= John Brecknock =

Brecknock in the title role of Werther

John Leighton Brecknock (29 November 1937 – 30 May 2017) was an English operatic tenor. He was born at Long Eaton, Derbyshire, joined the chorus of Sadler's Wells Opera in 1967 and graduated to small solo roles. He made his Covent Garden debut in 1974 as Fenton in Verdi's Falstaff with Tito Gobbi. In 1977 he co-starred at the Paris Opéra with Teresa Berganza in Rossini's La Cenerentola, and in 1978 sang Don Ottavio in Mozart's Don Giovanni at the Metropolitan Opera, New York, to the Donna Anna of Joan Sutherland, who wrote of his "beautiful glossy voice and easy technique". In London he performed at English National Opera, the Royal Opera and the Proms.

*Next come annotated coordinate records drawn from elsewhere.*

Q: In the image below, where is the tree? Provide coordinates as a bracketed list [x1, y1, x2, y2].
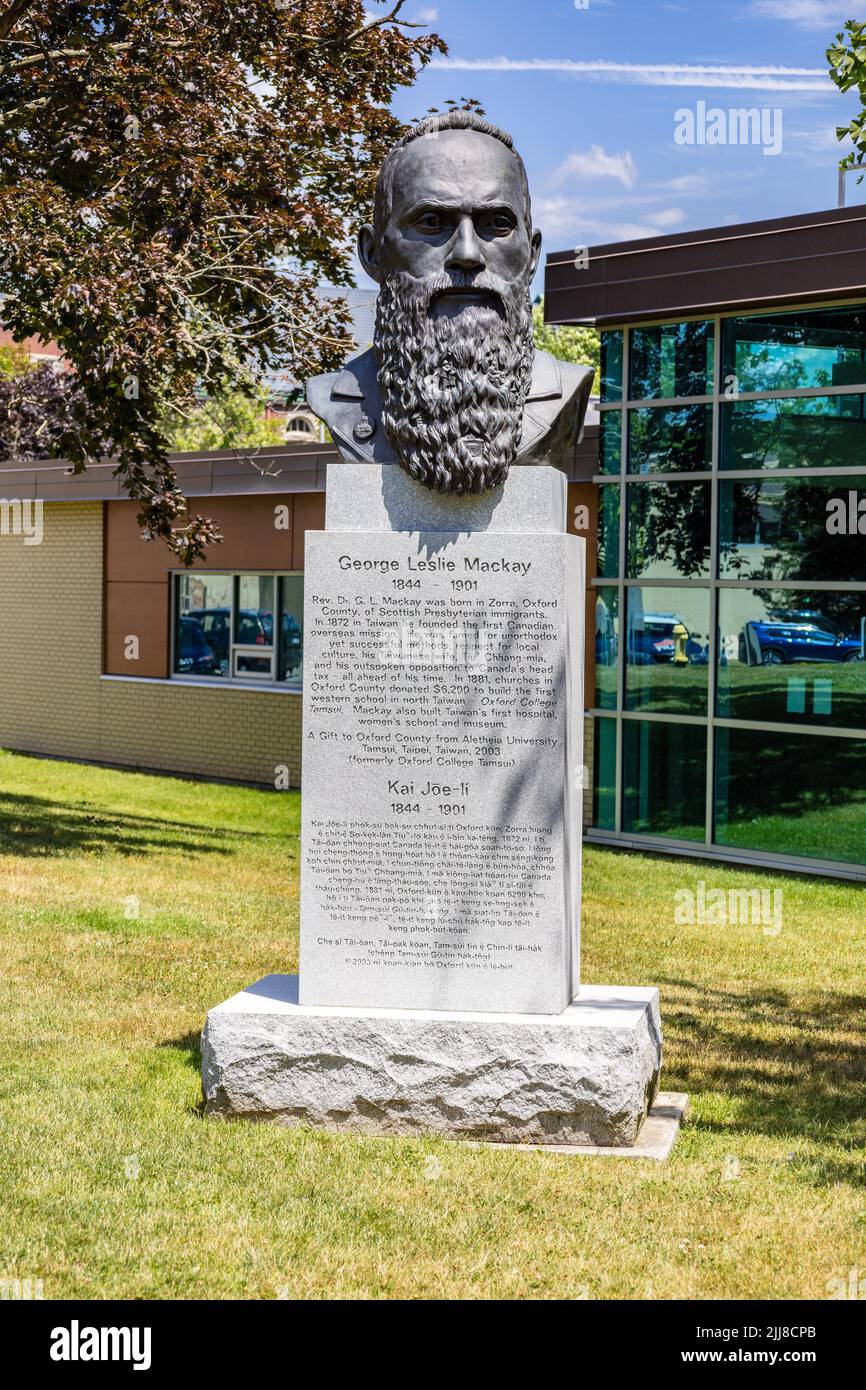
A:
[167, 388, 291, 452]
[532, 295, 601, 375]
[0, 0, 445, 563]
[827, 19, 866, 182]
[0, 361, 108, 460]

Among Brecknock's Mozart roles were a priest and an armed man in The Magic Flute, Ferrando in Così fan tutte and Belmonte in The Seraglio. In the Italian repertoire, his roles included Alfredo in La traviata, the Count in The Barber of Seville, Rinuccio in Gianni Schicchi and the title role in Count Ory. Among his roles in French operas were the title role in Werther, Iopas in Les Troyens, Romeo in Romeo and Juliet, Des Grieux in Manon and Bénédict in Béatrice et Bénédict.

Brecknock's repertoire included several opéras comiques and operettas. His Offenbach roles included the title characters in Bluebeard and Robinson Crusoe, Paris in La belle Hélène, and Pluto in Orpheus in the Underworld. In Gilbert and Sullivan he sang the Defendant in Trial by Jury, and Tolloller in Iolanthe.

In less-frequently performed operas Brecknock's roles included the Page in Monteverdi's The Coronation of Poppea, Jupiter in Handel's Semele, and Adriano in Meyerbeer's Il crociato in Egitto.